In 1917 Ida joined the National Women's Trade Union League (NWTUL). The following year she moved to Wisconsin to work for the Wisconsin State Federation of Labor as an organizer and was instrumental in major strikes in Racine and Waukesha. Upon returning to Chicago in 1919 she became the Corresponding Secretary for the NWTUL. One of her greatest accomplishments with the League was organizing a settlement in the Chicago waiters’ strike.
In 1921, Ida was offered a position as an assistant to the European Director of the Federated Press of America, a labor news service, in Berlin. Ida’s association with the Federated Press began her career as a writer/reporter. In the introduction to her article on the American trade union movement in Clarté, the publication of the French socialist and pacifist organization, Ida was described as “one of the most followed correspondents of the Federated Press.” By 1924 she was writing for The Daily Worker and actively involved in Communist Party affairs.
In 1922 she married John Patrick “Jack” McCarthy, an Irish immigrant engaged in labor organizing who was also city circulation manager for The Daily Worker in Chicago. They had two sons, John and Patrick. The family moved to Southern California where Ida supported Jack’s work with the Communist Party and the Congress of Industrial Organizations, raised her sons, and worked as a medical social worker. As a social worker, she worked intensively with Jewish and Latin American immigrant communities.
Ida suffered from an aneurysm in the early 1950s and was bedridden until her death in 1957.
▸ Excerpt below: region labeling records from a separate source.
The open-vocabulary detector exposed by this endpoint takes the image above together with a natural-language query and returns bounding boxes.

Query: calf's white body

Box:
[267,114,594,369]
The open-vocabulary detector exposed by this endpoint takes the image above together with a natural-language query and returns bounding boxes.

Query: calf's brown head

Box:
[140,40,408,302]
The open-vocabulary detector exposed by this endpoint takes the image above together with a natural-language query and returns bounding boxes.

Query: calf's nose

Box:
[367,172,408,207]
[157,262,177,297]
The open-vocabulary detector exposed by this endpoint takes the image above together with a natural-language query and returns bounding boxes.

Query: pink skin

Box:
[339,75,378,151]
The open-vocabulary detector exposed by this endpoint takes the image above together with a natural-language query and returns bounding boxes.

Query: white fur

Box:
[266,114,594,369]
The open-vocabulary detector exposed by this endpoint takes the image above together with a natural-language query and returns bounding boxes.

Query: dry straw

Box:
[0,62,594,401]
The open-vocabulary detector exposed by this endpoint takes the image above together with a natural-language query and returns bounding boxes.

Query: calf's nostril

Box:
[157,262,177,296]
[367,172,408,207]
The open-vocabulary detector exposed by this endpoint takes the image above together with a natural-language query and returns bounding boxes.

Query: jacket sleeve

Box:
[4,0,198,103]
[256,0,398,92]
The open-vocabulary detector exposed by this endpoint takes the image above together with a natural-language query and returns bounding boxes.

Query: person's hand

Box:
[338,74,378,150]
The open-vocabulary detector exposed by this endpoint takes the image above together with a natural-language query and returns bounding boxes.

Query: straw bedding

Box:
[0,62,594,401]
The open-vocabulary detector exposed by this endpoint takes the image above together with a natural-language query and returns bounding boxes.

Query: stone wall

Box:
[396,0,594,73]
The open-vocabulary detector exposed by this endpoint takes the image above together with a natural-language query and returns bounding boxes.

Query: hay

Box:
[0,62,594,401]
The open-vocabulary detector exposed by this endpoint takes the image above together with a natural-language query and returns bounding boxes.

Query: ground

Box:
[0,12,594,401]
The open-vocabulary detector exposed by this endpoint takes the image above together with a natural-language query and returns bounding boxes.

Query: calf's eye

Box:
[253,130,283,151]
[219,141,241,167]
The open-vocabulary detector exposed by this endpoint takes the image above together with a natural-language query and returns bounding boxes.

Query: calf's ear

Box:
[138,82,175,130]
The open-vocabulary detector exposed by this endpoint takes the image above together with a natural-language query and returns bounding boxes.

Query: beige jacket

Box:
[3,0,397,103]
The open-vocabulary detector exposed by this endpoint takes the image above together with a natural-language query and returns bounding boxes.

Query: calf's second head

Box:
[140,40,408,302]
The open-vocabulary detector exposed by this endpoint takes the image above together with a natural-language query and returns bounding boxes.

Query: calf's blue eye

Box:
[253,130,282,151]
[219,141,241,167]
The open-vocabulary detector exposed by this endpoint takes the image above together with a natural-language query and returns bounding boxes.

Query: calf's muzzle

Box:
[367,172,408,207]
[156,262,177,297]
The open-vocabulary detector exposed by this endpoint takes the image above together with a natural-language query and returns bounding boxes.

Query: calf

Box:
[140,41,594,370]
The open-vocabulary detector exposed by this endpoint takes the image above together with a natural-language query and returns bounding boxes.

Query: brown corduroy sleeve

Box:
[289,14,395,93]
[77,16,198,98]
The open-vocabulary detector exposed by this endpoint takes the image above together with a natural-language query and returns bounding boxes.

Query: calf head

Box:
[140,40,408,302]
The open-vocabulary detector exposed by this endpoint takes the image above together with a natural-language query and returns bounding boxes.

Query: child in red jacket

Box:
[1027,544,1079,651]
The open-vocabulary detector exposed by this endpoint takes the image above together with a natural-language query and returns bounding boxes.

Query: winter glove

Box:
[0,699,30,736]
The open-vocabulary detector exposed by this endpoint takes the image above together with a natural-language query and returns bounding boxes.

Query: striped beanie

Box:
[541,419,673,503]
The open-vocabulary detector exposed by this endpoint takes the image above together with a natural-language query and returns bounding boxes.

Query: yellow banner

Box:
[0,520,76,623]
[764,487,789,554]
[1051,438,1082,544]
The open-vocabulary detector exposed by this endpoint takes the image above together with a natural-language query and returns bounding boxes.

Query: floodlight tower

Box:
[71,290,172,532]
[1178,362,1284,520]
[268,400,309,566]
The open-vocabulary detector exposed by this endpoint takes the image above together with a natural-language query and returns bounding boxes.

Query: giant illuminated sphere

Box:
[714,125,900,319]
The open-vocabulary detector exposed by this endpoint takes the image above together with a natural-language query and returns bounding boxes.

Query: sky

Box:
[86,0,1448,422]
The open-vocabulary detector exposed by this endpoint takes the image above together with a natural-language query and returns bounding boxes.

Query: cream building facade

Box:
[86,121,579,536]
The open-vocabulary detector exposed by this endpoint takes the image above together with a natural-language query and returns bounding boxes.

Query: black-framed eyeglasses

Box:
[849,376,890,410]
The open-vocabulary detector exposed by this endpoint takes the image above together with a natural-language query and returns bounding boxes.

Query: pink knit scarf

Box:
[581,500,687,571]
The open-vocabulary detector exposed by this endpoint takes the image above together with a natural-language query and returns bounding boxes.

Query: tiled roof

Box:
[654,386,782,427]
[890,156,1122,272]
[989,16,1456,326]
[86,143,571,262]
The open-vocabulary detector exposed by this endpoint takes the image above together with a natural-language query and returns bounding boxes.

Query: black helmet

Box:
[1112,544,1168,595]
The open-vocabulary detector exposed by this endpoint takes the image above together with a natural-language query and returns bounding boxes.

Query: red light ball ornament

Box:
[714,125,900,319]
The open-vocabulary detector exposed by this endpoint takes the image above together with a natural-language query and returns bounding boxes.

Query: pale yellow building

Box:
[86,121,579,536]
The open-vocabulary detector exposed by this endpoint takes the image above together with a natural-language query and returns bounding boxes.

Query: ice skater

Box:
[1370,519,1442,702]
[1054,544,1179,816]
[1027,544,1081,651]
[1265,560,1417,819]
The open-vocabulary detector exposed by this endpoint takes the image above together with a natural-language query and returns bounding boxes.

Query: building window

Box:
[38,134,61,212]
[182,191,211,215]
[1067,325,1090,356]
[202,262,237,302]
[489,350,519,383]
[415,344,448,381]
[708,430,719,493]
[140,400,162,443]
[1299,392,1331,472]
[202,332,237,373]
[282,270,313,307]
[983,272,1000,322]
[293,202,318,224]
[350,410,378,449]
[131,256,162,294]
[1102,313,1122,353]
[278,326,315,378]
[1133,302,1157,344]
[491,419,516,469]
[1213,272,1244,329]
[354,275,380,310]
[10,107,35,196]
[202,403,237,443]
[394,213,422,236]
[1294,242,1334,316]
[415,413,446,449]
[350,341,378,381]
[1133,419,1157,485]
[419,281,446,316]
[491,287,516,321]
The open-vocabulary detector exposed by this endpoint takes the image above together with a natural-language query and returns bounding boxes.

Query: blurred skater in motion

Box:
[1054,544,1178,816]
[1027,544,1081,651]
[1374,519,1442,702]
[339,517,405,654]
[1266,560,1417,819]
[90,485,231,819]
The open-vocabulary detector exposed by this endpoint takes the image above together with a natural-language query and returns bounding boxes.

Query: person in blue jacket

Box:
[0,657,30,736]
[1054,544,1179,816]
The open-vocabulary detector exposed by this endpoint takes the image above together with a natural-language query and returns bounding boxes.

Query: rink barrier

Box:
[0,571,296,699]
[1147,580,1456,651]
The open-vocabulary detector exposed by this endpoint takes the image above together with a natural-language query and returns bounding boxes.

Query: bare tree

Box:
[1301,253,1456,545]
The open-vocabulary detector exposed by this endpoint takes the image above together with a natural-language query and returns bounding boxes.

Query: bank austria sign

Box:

Details of Ida’s socialist and suffragist activities at Goucher College are documented in the Board of Trustees Records (Special Collections & Archives, Goucher College Library), the Goucher College Scrapbook (Special Collections & Archives, Goucher College Library), articles in The Sun (Baltimore) between 1915 and 1917, the National Woman’s Party Records (Library of Congress), The Weekly, the college newspaper; Donnybrook Fair, the college yearbook, and her Alumni Individual Record (Special Collections & Archives, Goucher College Library). Information on Ida’s labor career can be found in Life and Labor (Chicago: National Women’s Trade Union League, 1921); “Le Syndicalisme minoritaire aux Etats-Unis,” Clarté, 31 December 1921, 70-71; Proceedings of the Annual Convention (Chicago: Illinois State Federation of Labor, 1917); William M. Tuttle, Race Riot: Chicago in the Red Summer of 1919 (New York: Atheneum, 1970); and “United States Passport Application: Ida Glatt” (1921). An interview with Susan McCarthy, Ida’s granddaughter, was conducted 7 July 2016.